Concrete example — after uploading, only data/genome.fa.CHECKSUM remains locally:

# Implicit lookup — the correct way
seamless-run blast data/genome.fa
# Reads the checksum from data/genome.fa.CHECKSUM
# The blast command receives genome.fa as its argument
# Remote worker: fetches the full genome bytes from the hashserver,
#               materialises them as genome.fa in the working directory

# Explicit sidecar — usually wrong
seamless-run blast data/genome.fa.CHECKSUM
# No dereferencing: blast receives genome.fa.CHECKSUM as its argument
# Remote worker: only the 64-char hex string file is materialised
# blast will likely fail — it receives a tiny text file, not the genome

Implicit sidecar lookup is never triggered by a path that already ends in .CHECKSUM or .INDEX; it only applies when you name the base path.

seamless-upload pushes the file bytes to the hashserver and writes the sidecar:

seamless-upload data/large-input.h5
# uploads bytes to the hashserver
# writes data/large-input.h5.CHECKSUM
# data/large-input.h5 can now be deleted or archived locally

Subsequent seamless-run invocations read the checksum from the sidecar without touching the original file:

seamless-run python analyze.py data/large-input.h5
# data/large-input.h5 need not exist locally — the sidecar supplies its checksum

seamless-download uses sidecars written by seamless-run to fetch result bytes from the hashserver:

seamless-download data/result.txt
# reads data/result.txt.CHECKSUM, fetches bytes from hashserver

The seamless-checksum CLI tool computes and prints the checksum of a file without writing it. seamless-checksum-file computes and writes the sidecar. seamless-checksum-index builds a directory-level checksum index.

Why sharing follows from content-addressing

Because every piece of data is identified by its checksum, and the transformation cache maps transformation identity to result identity, the following property holds: if two parties have computed the same transformation, they have the same result — regardless of when or where they ran it.

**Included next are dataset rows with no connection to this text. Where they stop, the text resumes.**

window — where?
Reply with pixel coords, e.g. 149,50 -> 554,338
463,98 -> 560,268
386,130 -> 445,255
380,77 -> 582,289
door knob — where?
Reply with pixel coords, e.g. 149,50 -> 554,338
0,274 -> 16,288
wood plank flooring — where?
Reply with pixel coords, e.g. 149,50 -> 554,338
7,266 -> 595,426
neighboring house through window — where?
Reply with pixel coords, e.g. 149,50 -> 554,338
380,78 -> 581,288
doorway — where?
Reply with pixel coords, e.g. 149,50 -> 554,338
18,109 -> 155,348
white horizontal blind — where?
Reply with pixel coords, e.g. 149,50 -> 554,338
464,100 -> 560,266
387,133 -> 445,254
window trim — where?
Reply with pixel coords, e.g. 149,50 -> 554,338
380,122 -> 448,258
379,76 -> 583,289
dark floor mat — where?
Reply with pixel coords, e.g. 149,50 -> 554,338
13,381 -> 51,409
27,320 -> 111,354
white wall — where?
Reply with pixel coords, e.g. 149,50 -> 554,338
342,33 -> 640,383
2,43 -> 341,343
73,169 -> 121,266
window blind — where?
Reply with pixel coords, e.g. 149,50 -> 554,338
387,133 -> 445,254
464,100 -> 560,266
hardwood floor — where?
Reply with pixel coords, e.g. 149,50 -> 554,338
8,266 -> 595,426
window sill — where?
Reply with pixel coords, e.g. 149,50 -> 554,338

Sharing therefore has two modes:

  1. Checksum exchange: tell a colleague the result checksum. If they have already computed the same transformation (or have the hashserver buffer), they already have the result. No data transfer required.

  2. Database sharing: copy seamless.db to a colleague or a shared location. The database file contains all the (transformation checksum → result checksum) mappings your session has recorded. The recipient can immediately look up any of those results. If they also have access to the same hashserver (or a copy of it), they can retrieve the actual result bytes.

Combining both: copy seamless.db between machines, and use seamless-resolve to fetch the buffer bytes for any checksum that appears in the database.

For sharing the underlying buffers — input data, result data, or both — see Sharing in depth.

Cell types

Every input pin in a Seamless transformation has a cell type that governs how the Python value is serialized into bytes (and therefore what checksum it gets). The default type is mixed, which handles Python scalars, dicts, lists, and numpy arrays.

For performance-sensitive cases, override the cell type explicitly:

@delayed
def process(matrix):
    import numpy as np
    return np.linalg.norm(matrix)

process.celltypes.matrix = "binary"  # numpy array → .npy format

Common overrides:

Value type Cell type to use
NumPy array binary
Raw bytes bytes
Python source code python or text
Checksum identifier checksum
Everything else mixed (default)

The full conversion matrix and all 13 cell types are documented in the seamless-core reference.